Evaluation is a different issue for artists creating commissioned work than for administrators running a public art program.
In my view, the administrator needs positive public feedback to politically (and financially) support the program. As artists we need feedback that help us become better artists.
It is much easier to imagine an evaluation of a whole program than to measure the value of a single artwork.
As artists we are all somewhat eccentric in our art making process. We combine research and rational thought with personal intuitions and observations in our own unique ways. We invent things that have not existed before.
Members of the public, who have not seen anything exactly like it before may love it or hate it at first sight. They may adapt to love it, or get bored over time. People who say they love the art, may never pay much attention after the first look. Others who are uncomfortable may eventually come around and gain something important.
My experience is that a large percentage of people pay very little attention to public art.
My sense is that general surveys of the public’s reaction to the artwork would tell me very little in terms of how I would go about creating my work. Of course it is essential to avoid negative reactions that would endanger the public art program that feeds us, although this is not always possible.

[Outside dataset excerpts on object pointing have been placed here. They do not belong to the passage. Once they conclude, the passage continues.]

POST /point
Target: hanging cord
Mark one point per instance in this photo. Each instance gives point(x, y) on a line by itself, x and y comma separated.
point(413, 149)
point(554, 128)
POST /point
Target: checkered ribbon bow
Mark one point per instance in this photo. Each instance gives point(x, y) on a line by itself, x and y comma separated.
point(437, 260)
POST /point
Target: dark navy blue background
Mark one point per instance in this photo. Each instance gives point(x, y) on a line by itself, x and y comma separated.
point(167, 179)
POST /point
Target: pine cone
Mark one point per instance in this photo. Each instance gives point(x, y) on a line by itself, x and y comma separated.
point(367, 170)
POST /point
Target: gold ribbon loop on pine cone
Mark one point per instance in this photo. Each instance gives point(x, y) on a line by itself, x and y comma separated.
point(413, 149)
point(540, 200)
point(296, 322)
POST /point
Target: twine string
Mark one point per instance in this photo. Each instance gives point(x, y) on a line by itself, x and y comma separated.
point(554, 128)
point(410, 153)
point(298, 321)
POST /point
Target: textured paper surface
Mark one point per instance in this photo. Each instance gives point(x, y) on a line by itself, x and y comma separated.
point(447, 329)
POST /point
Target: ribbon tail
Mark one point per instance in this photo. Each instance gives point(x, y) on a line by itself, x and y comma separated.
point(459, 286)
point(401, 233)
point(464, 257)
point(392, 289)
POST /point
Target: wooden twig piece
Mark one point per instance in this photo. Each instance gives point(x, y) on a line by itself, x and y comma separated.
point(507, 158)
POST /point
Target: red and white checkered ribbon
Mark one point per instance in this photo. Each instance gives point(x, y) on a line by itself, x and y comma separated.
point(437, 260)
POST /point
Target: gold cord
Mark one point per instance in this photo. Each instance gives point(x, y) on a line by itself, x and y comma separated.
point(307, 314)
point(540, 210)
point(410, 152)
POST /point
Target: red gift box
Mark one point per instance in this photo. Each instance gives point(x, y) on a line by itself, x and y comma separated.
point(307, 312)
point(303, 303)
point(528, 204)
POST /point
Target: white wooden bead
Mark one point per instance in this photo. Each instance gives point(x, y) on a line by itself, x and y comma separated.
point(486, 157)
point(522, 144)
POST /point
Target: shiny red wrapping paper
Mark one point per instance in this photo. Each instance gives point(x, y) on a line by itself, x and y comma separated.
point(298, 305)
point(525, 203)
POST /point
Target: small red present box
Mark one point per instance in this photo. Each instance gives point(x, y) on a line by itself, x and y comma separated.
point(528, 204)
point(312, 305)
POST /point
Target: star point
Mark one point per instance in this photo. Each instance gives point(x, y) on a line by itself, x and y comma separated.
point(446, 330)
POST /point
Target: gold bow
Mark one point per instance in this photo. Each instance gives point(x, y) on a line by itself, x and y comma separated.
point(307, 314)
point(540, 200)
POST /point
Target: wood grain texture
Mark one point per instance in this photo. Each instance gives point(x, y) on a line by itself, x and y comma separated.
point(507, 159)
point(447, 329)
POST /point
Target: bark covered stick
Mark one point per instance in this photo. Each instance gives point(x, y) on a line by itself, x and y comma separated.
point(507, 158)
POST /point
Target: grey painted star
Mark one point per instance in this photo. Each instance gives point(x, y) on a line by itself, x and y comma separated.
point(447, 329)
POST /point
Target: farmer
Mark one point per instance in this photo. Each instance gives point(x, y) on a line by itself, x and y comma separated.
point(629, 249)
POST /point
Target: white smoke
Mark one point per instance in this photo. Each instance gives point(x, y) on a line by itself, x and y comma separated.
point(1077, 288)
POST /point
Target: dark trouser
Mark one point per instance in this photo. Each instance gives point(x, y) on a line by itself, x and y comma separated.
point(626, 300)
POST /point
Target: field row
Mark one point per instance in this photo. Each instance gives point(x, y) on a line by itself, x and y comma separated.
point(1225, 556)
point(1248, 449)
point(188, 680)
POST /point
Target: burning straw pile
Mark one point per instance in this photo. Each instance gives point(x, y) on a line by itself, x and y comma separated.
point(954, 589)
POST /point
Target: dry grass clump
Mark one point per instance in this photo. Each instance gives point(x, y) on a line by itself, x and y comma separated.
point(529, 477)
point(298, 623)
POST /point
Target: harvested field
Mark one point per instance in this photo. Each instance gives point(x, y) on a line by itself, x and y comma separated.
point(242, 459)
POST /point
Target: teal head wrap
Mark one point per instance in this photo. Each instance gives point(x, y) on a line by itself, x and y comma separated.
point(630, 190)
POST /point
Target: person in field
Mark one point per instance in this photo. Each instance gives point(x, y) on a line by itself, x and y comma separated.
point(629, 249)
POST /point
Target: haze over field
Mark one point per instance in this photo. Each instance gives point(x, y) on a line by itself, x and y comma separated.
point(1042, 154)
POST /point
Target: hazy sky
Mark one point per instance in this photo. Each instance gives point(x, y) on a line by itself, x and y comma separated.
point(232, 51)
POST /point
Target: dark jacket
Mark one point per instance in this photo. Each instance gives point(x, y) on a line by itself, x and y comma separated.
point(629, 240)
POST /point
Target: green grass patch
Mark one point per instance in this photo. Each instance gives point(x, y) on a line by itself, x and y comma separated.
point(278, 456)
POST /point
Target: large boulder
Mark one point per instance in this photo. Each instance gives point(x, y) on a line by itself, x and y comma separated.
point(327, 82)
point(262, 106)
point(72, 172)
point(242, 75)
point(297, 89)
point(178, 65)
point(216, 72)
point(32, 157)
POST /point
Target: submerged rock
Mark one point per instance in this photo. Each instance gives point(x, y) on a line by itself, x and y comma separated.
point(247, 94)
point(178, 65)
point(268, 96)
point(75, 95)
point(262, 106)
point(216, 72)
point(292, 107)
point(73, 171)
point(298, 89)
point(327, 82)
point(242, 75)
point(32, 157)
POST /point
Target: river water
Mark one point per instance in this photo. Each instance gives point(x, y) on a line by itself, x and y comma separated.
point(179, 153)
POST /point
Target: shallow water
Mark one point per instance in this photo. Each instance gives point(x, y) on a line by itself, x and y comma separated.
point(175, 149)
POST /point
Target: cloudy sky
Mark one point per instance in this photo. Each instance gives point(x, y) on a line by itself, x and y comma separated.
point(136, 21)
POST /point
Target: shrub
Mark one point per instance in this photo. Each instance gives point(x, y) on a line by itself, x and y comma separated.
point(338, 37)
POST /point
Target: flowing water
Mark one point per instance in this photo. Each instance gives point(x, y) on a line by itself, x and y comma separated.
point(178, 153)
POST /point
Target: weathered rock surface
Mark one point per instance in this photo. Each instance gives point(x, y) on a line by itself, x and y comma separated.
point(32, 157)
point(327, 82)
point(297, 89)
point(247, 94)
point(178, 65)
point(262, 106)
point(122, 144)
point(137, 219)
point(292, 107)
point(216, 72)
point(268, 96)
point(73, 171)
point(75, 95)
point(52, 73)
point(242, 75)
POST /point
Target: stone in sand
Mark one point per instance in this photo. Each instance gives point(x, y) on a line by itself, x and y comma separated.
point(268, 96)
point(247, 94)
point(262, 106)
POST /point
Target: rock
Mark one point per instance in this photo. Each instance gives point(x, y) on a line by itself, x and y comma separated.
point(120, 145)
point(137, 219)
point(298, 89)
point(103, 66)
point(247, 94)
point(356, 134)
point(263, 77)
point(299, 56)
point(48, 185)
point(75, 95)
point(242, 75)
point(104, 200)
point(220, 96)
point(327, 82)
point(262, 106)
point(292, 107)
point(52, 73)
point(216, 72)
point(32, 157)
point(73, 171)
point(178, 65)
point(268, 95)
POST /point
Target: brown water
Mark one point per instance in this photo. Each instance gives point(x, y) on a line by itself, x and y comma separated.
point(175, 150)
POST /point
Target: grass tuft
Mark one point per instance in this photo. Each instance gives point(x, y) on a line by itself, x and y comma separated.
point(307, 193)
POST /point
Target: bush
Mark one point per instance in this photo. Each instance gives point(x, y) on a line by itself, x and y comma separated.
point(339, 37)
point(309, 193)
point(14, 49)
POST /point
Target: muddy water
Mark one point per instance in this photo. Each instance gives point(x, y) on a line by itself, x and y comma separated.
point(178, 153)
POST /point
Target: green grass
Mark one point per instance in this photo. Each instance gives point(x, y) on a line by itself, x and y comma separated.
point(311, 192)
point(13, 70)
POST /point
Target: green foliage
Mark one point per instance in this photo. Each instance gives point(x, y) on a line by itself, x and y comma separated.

The feedback that means the most to me and effects the way I see my work, is the occasional thoughtful response, when someone has established a relationship with the work over time and makes the effort to tell me about it.
My work is about creating opportunities for people to interact with each other and their surroundings in public. When hear these reactions, I carry these observations over to the next project. A few in-depth responses mean a lot more to me than tabulated surveys.